The Munich-Verona line, which crosses the Brenner Pass at 1,370 meters above sea level, is currently one of the most important routes for traffic and transit between northern and southern Europe. However, this section of the north-to-south link is also used as the most significant bottleneck. The Brenner railway, 150 years old, is no longer up to the standards required by modern freight transportation, and the 2,5 million lorries that are currently in-transit are bringing the Brenner highway, which was built in the 1960s, beyond its capacity. As a result, four tracks are being added to 435 kilometers of rail line running along the Brenner Corridor; Munich and Verona will be connected by a new high-speed rail line that will cut travel time for passengers by two and a half hours.

Look at the history: In 1971, the International Union of Railways (UIC) ordered a study for a new Brenner railroad with a base tunnel. By 1989, three feasibility studies had been completed, which formed the basis for further planning of the Brenner Base Tunnel.

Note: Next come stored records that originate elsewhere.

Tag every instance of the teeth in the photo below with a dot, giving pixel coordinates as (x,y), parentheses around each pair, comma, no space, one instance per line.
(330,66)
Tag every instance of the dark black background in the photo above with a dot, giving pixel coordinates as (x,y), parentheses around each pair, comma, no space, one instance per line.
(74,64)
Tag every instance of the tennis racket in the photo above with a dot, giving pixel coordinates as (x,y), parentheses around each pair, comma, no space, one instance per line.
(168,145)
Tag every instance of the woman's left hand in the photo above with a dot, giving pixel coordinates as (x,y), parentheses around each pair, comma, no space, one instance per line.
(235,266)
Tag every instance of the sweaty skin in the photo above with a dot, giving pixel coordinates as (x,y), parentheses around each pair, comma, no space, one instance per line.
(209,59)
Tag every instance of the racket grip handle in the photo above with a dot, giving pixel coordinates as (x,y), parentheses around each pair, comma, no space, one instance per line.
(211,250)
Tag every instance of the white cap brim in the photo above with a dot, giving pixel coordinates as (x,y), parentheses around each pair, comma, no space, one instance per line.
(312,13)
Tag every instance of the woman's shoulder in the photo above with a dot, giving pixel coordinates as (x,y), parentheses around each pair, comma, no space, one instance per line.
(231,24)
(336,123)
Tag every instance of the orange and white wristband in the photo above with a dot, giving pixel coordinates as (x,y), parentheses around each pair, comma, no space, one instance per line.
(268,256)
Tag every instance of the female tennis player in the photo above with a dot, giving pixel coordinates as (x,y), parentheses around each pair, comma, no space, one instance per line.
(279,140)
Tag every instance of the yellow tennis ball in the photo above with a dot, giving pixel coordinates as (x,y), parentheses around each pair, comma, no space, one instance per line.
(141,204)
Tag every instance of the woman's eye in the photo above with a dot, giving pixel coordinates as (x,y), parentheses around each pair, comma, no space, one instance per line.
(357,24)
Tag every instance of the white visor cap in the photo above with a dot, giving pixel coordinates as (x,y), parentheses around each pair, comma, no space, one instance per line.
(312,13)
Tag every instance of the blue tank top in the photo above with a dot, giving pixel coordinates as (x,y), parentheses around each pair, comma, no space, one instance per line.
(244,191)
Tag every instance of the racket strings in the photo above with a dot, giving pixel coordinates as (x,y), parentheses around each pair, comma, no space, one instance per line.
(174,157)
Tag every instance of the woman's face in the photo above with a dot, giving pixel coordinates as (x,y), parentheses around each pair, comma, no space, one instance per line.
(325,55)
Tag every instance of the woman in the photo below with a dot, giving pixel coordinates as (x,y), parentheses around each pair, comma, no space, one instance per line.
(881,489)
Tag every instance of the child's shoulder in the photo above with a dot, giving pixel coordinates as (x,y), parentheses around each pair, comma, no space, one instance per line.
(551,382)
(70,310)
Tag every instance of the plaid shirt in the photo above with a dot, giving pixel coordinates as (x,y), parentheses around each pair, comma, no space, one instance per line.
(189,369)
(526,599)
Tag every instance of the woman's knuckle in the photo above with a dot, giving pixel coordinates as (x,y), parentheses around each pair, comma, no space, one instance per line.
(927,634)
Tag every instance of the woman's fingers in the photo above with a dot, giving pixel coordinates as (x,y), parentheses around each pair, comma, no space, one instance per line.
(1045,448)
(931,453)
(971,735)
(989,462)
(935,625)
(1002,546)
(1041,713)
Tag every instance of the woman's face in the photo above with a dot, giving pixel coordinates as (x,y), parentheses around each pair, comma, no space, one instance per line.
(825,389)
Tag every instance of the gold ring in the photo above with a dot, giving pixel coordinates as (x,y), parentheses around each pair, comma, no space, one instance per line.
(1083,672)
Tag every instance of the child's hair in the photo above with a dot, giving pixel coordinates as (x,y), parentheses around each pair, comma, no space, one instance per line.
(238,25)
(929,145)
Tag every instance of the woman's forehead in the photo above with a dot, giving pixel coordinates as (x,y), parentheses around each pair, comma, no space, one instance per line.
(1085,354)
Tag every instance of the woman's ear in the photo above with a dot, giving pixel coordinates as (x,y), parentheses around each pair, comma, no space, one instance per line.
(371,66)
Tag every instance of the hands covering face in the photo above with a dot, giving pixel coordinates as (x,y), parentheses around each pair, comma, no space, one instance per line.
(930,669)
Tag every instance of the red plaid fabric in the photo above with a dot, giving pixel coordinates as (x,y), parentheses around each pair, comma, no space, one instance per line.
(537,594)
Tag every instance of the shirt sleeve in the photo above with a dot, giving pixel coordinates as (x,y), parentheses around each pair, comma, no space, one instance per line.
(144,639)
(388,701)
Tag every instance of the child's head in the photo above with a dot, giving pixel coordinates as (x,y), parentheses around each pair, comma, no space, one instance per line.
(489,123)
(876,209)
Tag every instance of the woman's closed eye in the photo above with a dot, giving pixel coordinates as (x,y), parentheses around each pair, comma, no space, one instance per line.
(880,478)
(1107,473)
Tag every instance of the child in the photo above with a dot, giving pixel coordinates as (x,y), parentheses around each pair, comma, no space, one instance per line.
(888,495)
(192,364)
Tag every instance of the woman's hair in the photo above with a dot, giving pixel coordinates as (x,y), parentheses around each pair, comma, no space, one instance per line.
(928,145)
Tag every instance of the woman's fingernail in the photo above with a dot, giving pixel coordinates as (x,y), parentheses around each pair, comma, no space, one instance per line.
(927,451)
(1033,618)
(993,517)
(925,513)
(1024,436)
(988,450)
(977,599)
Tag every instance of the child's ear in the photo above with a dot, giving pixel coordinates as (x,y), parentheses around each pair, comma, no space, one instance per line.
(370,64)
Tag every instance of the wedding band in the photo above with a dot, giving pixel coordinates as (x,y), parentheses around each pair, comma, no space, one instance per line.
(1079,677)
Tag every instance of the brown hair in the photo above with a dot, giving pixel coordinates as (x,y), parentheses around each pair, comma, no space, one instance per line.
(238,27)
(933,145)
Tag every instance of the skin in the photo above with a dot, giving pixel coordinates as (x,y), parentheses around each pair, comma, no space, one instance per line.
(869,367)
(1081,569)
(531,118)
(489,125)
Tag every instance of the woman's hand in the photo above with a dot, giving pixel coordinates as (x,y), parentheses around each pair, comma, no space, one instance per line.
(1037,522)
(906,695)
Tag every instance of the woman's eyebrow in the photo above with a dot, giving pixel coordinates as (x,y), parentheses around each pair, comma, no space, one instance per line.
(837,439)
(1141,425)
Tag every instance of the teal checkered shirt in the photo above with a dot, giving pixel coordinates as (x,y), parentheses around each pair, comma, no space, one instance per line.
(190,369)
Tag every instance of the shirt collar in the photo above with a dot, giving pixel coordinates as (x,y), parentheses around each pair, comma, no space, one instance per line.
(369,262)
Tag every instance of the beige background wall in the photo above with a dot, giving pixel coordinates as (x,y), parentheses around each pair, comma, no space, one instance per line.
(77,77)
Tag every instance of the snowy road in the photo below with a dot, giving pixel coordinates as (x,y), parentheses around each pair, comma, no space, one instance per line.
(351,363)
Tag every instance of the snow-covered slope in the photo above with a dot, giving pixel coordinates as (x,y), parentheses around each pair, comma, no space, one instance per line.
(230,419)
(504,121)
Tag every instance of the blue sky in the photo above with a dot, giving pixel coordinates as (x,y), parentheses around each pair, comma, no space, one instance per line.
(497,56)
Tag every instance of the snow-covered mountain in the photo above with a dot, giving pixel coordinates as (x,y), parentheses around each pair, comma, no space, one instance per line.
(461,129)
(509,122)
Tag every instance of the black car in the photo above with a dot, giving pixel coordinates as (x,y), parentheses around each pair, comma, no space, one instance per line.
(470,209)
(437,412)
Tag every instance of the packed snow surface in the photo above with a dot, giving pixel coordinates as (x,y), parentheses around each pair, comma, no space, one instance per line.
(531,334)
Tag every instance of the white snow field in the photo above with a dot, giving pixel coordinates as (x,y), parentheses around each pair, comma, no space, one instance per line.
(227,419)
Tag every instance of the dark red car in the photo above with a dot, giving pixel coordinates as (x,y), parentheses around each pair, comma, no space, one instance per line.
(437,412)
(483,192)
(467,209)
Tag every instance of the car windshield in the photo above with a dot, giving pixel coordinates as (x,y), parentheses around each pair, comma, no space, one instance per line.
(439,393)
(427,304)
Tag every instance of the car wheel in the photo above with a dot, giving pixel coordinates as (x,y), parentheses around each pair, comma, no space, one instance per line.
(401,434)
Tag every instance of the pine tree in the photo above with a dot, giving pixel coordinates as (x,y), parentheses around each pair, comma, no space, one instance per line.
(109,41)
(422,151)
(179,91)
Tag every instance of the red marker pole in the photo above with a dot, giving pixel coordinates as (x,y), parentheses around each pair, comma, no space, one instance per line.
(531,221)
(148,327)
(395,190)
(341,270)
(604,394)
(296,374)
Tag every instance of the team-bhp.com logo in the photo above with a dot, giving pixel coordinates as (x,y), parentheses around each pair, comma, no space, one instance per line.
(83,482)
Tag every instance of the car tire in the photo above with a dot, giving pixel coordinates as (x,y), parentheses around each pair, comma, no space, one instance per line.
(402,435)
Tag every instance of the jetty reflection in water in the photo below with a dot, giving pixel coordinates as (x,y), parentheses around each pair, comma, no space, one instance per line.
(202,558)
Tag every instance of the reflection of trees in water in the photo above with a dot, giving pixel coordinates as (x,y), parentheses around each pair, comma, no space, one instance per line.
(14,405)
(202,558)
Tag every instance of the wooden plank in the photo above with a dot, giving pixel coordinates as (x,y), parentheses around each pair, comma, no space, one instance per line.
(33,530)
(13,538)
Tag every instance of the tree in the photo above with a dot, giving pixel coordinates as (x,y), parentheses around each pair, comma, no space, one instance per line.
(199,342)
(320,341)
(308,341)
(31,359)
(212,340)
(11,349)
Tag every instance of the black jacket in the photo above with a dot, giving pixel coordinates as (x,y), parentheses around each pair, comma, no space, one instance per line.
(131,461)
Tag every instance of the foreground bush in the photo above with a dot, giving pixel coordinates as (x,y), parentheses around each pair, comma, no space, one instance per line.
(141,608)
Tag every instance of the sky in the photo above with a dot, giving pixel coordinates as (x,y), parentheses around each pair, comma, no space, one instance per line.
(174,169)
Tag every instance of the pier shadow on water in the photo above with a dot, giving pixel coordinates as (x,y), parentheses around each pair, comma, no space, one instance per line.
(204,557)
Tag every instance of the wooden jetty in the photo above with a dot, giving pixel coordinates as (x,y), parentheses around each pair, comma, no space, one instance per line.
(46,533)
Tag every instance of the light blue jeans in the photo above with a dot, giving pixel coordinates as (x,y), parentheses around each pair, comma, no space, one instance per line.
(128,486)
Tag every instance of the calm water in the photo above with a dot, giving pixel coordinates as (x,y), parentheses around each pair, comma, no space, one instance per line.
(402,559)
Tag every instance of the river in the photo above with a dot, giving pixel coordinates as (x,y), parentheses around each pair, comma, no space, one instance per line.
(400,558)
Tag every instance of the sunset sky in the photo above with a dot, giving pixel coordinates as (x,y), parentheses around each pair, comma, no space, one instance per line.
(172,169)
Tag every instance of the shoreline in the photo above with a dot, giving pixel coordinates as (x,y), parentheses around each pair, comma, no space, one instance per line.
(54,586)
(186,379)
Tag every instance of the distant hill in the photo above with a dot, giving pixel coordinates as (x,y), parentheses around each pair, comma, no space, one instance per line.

This marked the beginning of planning for the Brenner Base Tunnel, an underground rail connection between Innsbruck (Austria) and Fortezza (Italy). The Berlin-Naples corridor was included in the European Union’s list of priority projects in 1994. A state treaty for the construction of the Brenner Base Tunnel was signed ten years later by Austria and Italy. In addition, BBT SE, a European Public Limited Company that operates the tunnel’s construction, was established in the same year. The Mules access tunnel in South Tyrol saw its first construction efforts begin just a few years later.

fast forward to today:
now, work on the low-gradient line under the Brenner pass between Innsbruck (Austria) and Fortezza (Italy) is ongoing on five distinct construction sites, and over two-thirds of the entire tunnel system (230 km) between Tyrol and Alto Adige has been completed.

Along with its north and south access routes, the new underground high-speed line will give passenger travel a whole new dimension and freight transportation an appealing and long-term option. A switch from the road to the rail will be possible because of the new rail line’s low gradient under the Brenner.”The track to a successful TEN-T” was the title of an exhibition organized by CER (The Voice of European Railways) in the European Parliament in Brussels on the major European rail projects from October 11 to October 14. BBT SE sent a delegation to the exhibition, along with representatives of the Brenner Corridor Platform, DB Netz, BB Infrastruktur AG, and Rete Ferroviaria Italiana, to tell the MEPs about the various projects’ current status and the Brenner Corridor’s future.